ET MAINTENANTL’AVENIR 24 OCTOBRE

COLLECTIF POUR UN PACTE DE LEGISLATURE.

L’élection présidentielle est la consultation populaire qui mobilise le plus les citoyen-e-s. Cependant dans notre République c’est l’Assemblée Nationale qui vote les lois et les budgets, c’est encore cette Assemblée Nationale qui donne une majorité (ou pas) au Président de la République, qui donne la confiance ou la défiance au premier ministre qu’il aura désigné. L’inversion des dates des élections présidentielle et législative, suite à plusieurs cohabitations difficiles à vivre pour les présidents élus, conduit depuis plusieurs mandats à donner pour la législative une majorité confortable au président élu et à laminer complètement l’opposition. C’est la situation que nous vivons aujourd’hui avec un parlement « godillot ».

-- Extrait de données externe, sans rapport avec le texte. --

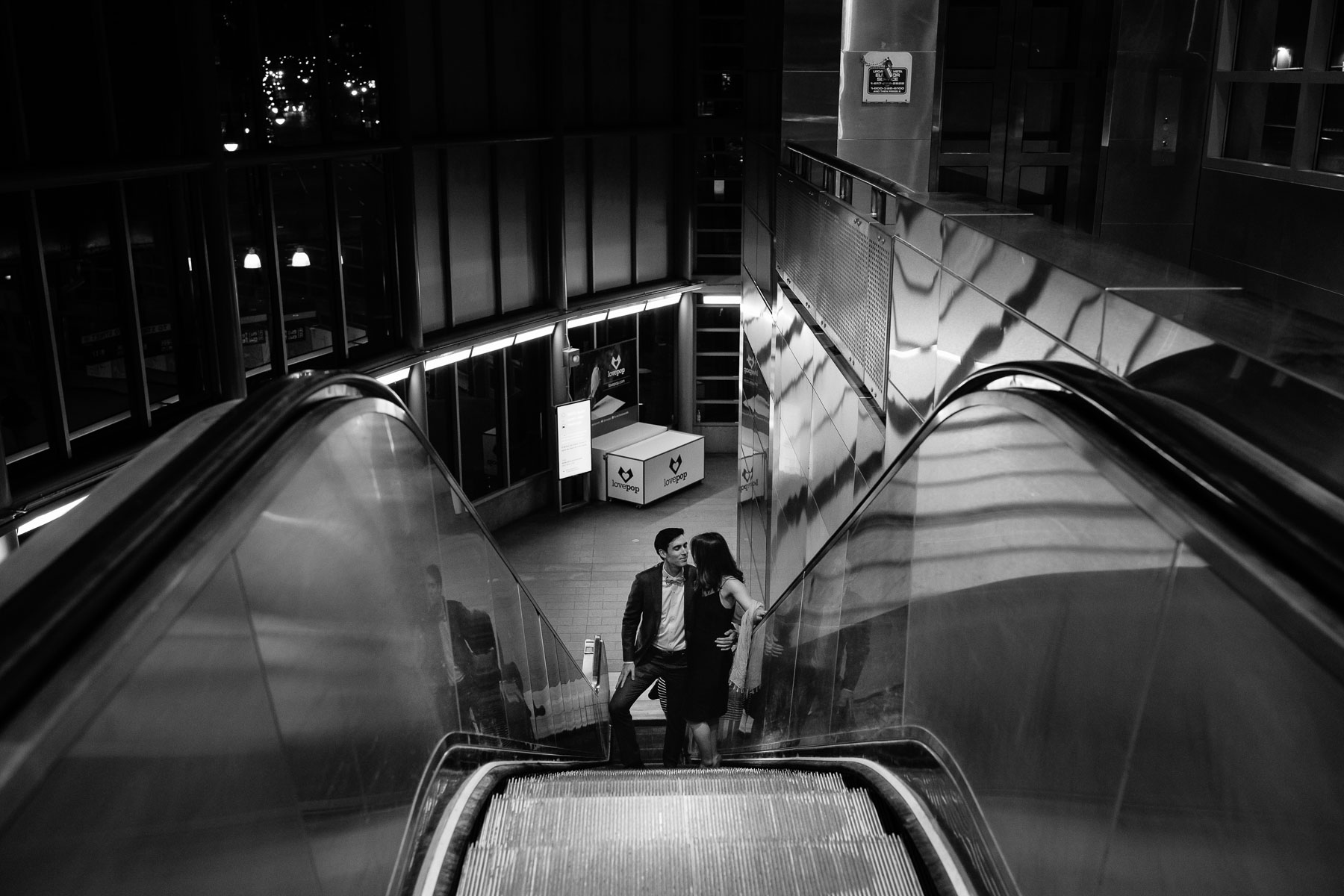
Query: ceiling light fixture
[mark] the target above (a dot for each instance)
(663, 302)
(535, 334)
(484, 348)
(448, 358)
(586, 320)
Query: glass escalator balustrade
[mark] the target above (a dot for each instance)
(267, 727)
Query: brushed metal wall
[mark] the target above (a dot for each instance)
(1125, 707)
(976, 284)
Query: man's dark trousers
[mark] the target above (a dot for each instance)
(671, 668)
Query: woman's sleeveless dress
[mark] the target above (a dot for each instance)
(707, 667)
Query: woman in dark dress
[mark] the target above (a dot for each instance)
(718, 594)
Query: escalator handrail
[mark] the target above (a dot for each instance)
(1292, 520)
(50, 615)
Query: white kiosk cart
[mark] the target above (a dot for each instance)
(655, 467)
(613, 441)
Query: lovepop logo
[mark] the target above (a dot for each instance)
(675, 464)
(624, 485)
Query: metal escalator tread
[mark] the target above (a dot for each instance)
(744, 832)
(673, 781)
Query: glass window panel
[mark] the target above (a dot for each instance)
(1268, 26)
(1042, 190)
(1054, 35)
(84, 302)
(22, 415)
(441, 396)
(972, 34)
(1048, 117)
(355, 72)
(529, 390)
(58, 49)
(249, 246)
(717, 366)
(1261, 122)
(168, 328)
(717, 316)
(366, 257)
(147, 58)
(238, 82)
(479, 417)
(300, 190)
(967, 114)
(964, 180)
(717, 341)
(289, 78)
(1330, 148)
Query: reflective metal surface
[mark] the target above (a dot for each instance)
(272, 738)
(1062, 304)
(1117, 709)
(974, 332)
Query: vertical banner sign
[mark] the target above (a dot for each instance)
(605, 376)
(886, 77)
(574, 438)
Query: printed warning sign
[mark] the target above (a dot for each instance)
(886, 77)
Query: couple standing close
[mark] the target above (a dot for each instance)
(678, 626)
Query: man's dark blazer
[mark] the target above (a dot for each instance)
(644, 613)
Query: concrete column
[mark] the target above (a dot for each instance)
(892, 139)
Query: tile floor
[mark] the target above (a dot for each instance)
(579, 564)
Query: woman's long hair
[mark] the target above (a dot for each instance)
(712, 561)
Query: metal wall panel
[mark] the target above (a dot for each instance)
(520, 235)
(470, 243)
(653, 211)
(914, 327)
(576, 218)
(976, 331)
(1219, 665)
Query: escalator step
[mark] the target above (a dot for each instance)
(682, 817)
(868, 865)
(675, 781)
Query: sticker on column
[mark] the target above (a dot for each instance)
(886, 77)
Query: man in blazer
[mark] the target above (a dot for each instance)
(653, 647)
(653, 629)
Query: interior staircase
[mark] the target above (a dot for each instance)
(685, 832)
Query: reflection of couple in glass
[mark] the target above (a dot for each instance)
(678, 626)
(470, 695)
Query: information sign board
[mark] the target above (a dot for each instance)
(574, 438)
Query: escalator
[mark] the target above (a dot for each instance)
(1074, 640)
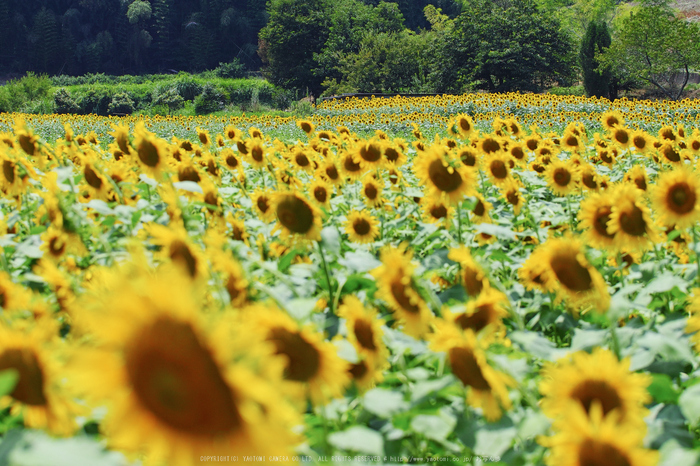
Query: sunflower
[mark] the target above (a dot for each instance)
(396, 287)
(485, 312)
(321, 192)
(562, 268)
(312, 367)
(480, 212)
(562, 177)
(38, 394)
(676, 198)
(637, 175)
(296, 216)
(472, 275)
(594, 217)
(512, 195)
(177, 247)
(179, 385)
(152, 151)
(443, 177)
(487, 388)
(584, 380)
(582, 440)
(262, 203)
(612, 119)
(364, 331)
(630, 220)
(436, 210)
(372, 191)
(669, 154)
(361, 227)
(497, 168)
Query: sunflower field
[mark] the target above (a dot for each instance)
(478, 279)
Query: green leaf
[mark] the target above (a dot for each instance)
(358, 439)
(436, 428)
(384, 403)
(330, 241)
(8, 380)
(689, 402)
(661, 388)
(673, 454)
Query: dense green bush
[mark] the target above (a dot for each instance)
(209, 101)
(64, 102)
(121, 104)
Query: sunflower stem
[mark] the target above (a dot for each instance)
(459, 223)
(697, 255)
(615, 341)
(328, 278)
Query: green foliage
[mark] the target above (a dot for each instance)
(64, 102)
(655, 47)
(121, 104)
(295, 31)
(209, 101)
(596, 82)
(231, 70)
(519, 47)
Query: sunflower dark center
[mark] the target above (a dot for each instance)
(471, 281)
(176, 379)
(364, 334)
(632, 222)
(597, 390)
(304, 360)
(30, 385)
(466, 368)
(562, 177)
(370, 153)
(681, 198)
(477, 320)
(570, 273)
(181, 254)
(438, 211)
(600, 221)
(490, 145)
(371, 192)
(320, 194)
(295, 214)
(444, 179)
(148, 154)
(498, 169)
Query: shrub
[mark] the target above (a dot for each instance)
(167, 97)
(121, 104)
(232, 70)
(64, 102)
(188, 87)
(210, 100)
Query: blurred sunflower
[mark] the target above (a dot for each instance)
(676, 198)
(397, 288)
(487, 388)
(296, 216)
(630, 220)
(443, 177)
(361, 227)
(179, 385)
(582, 440)
(582, 380)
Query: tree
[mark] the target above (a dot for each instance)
(655, 47)
(518, 46)
(596, 81)
(296, 30)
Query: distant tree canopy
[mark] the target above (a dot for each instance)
(350, 45)
(128, 36)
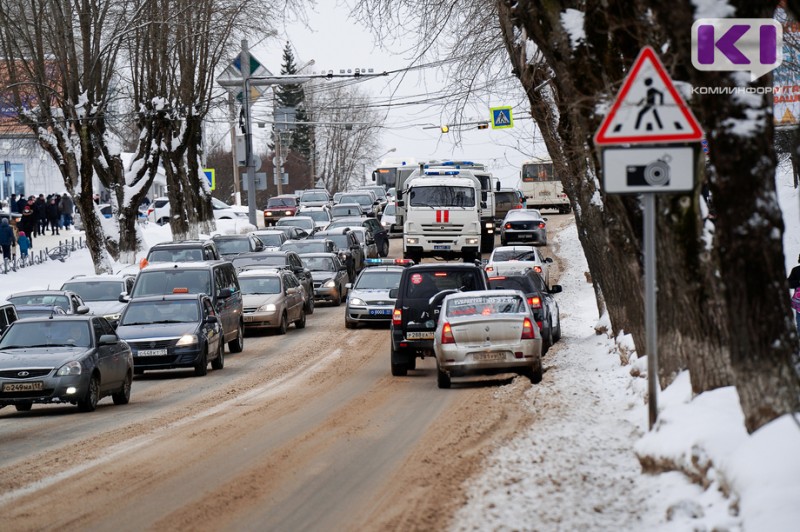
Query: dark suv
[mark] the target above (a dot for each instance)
(216, 278)
(419, 298)
(541, 300)
(183, 251)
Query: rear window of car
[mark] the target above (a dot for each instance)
(484, 305)
(163, 282)
(424, 284)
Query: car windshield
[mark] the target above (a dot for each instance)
(441, 196)
(281, 202)
(164, 282)
(260, 285)
(514, 254)
(378, 280)
(49, 333)
(167, 311)
(340, 241)
(229, 246)
(484, 305)
(361, 199)
(270, 240)
(175, 255)
(305, 246)
(319, 264)
(296, 222)
(314, 196)
(96, 290)
(42, 299)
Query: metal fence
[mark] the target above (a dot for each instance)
(40, 256)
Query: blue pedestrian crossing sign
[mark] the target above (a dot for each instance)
(211, 175)
(502, 118)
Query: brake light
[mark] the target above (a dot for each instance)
(527, 330)
(447, 334)
(397, 317)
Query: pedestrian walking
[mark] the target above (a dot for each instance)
(53, 215)
(7, 239)
(66, 208)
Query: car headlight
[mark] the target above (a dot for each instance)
(70, 368)
(187, 339)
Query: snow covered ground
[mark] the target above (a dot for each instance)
(577, 468)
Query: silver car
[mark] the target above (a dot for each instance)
(272, 299)
(526, 226)
(486, 332)
(368, 300)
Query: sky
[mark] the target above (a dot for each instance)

            La composition de l’Assemblée Nationale est déterminante pour la vie démocratique de notre pays. Il est donc nécessaire que l’ensemble des forces politiques y soient représentées pour ce qu’elles sont véritablement afin que cette instance joue vraiment son rôle.

            C’est le sens de notre démarche aujourd’hui pour un « pacte de législature » entre les différentes composantes de gauche, écologistes et citoyennes. Nous avons pris l’initiative d’interpeller toutes les forces en présence sur notre circonscription en vue d’une candidature commune à l’élection législative de juin 2022, sur la base de propositions élaborées en commun.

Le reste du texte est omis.